Outside the courthouse, a juror approached Molitor and “said he was very sorry for all he had gone through,” defense attorney William Barnett told The Associated Press. “The man shook his hand and gave him a hug.”
Barnett said jurors privately told the judge the evidence simply did not add up to “material support” for a kidnapping plot, a key phrase in the charge.
“They went after three peoples' lives and destroyed them for three years,” Barnett said of the attorney general's office. “I'm just lost for words. This is an emotional moment.”
Authorities said an attack on Whitmer began to simmer at a regional summit of anti-government extremists in Dublin, Ohio, in summer 2020. Fox, Croft and William Null were in attendance while an FBI informant also inside the gathering secretly recorded profanity-laced tirades threatening violence against public officials.
The disgust was also fueled by government-imposed restrictions during the COVID-19 pandemic, according to recordings, text messages and social media posts introduced as evidence at trial.
Jurors were repeatedly shown images of the Null brothers and Molitor bearing guns and “kitted up” in body armor at state Capitol protests and elsewhere in 2020, though there was nothing illegal about those actions.
Whitmer's chief of staff, JoAnne Huls, said Friday's verdicts were disappointing and would “further encourage and embolden radical extremists trying to sow discord and harm public officials or law enforcement.”
State Attorney General Dana Nessel, in a written statement, said the “verdicts are not what we hoped for." Her spokesperson did not respond to a request for an interview with Nessel.
Molitor, 39, and William Null, 41, testified in their own defense, admitting they had attended gun drills and taken rides to see Whitmer’s property. Molitor was in a pickup truck with Fox and had recorded a brief video of the house.
But William Null said he and his brother broke away when talk turned to getting explosives. Molitor said Fox was “incredibly dumb” and wouldn’t pull off a kidnapping.
During closing arguments Wednesday, prosecutor William Rollstin urged jurors to not be swayed.
“If you help in whole or even in part you’ve satisfied that element” of the crime, he said. “Was he helping him to plan? Was he helping him prepare? The answer is absolutely.”
Michael Null, 41, did not testify and his lawyer took the unusual step of declining to question any witnesses during the trial. Tom Siver told jurors that Michael Null did nothing wrong.
“A stroke of genius,” Barnett said of Siver's strategy of silence.
Informants and undercover FBI agents were inside the group for months before arrests were made in October 2020. Whitmer was not physically harmed.
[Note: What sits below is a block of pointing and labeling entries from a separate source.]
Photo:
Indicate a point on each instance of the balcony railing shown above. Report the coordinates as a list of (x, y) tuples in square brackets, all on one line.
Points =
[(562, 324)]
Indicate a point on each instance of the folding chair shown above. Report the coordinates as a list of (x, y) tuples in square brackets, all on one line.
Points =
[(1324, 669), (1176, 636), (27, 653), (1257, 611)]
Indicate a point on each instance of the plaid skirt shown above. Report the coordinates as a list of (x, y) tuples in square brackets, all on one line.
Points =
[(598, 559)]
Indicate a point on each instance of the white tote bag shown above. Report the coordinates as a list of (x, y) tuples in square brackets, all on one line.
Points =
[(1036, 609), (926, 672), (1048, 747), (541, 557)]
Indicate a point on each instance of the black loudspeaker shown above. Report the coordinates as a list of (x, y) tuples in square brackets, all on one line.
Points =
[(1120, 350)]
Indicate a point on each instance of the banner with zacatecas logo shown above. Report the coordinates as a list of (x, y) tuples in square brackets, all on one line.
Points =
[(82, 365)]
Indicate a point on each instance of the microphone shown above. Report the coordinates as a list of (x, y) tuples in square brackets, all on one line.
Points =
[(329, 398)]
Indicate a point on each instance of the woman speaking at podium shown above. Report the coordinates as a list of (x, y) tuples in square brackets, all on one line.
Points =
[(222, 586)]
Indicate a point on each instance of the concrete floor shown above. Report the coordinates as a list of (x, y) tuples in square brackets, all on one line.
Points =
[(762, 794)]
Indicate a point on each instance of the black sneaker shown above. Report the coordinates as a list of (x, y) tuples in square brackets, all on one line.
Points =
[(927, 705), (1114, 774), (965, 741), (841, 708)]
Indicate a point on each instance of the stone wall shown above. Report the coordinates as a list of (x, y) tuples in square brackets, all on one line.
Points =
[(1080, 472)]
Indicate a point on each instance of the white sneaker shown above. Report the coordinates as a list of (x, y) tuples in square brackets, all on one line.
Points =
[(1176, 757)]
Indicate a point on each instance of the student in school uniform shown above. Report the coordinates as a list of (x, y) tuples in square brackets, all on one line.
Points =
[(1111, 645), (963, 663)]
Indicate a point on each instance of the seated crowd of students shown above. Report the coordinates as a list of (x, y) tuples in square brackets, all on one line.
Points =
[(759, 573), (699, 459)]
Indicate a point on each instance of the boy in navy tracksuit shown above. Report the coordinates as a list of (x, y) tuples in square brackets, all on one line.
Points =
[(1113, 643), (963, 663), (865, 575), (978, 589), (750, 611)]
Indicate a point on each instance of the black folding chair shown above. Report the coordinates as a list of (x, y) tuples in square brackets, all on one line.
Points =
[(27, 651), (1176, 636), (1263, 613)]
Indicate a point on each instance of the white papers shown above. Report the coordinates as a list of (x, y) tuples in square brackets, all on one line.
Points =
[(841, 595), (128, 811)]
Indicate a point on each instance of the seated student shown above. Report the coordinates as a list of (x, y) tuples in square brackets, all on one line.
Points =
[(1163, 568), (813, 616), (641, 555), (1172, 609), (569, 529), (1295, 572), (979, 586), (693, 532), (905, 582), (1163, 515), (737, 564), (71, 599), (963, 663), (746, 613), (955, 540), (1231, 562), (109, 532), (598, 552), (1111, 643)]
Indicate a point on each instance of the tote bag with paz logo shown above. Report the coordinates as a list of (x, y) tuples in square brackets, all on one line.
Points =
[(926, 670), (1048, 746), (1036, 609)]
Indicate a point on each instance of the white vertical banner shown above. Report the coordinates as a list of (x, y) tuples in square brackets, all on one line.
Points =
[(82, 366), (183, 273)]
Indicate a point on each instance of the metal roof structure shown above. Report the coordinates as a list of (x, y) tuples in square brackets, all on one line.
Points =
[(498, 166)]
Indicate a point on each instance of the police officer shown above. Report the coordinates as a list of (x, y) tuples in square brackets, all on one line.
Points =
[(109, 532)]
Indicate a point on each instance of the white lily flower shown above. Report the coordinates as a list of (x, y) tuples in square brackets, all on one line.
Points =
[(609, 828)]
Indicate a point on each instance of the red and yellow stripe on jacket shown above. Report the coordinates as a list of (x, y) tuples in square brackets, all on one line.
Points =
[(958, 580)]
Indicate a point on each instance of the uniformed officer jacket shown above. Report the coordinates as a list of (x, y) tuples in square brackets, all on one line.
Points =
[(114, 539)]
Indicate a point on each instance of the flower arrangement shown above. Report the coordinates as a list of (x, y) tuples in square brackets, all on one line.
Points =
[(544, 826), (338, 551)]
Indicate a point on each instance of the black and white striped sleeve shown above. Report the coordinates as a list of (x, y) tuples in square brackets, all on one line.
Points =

Nine men were previously convicted in state or federal court, either through guilty pleas or at three other trials. Shawn Fix and Brian Higgins pleaded guilty in Antrim County and had agreed to cooperate but were never called as prosecution witnesses at the last trial.
Patrick Miles, a former U.S. attorney in western Michigan, said it was “mixed bag of results” for prosecutors with five acquittals in state or federal court.
“I still think that these were legitimate cases that needed to be brought,” Miles said. “It’s very dangerous for our democracy when there’s these kinds of threats with actual planning, training and scheming.”
After the plot was thwarted, Whitmer blamed then-President Donald Trump, saying he had given "comfort to those who spread fear and hatred and division." Out of office, Trump called the kidnapping plan a "fake deal" in 2022.
Associated Press writer Joey Cappelletti in Lansing, Michigan, contributed to this report.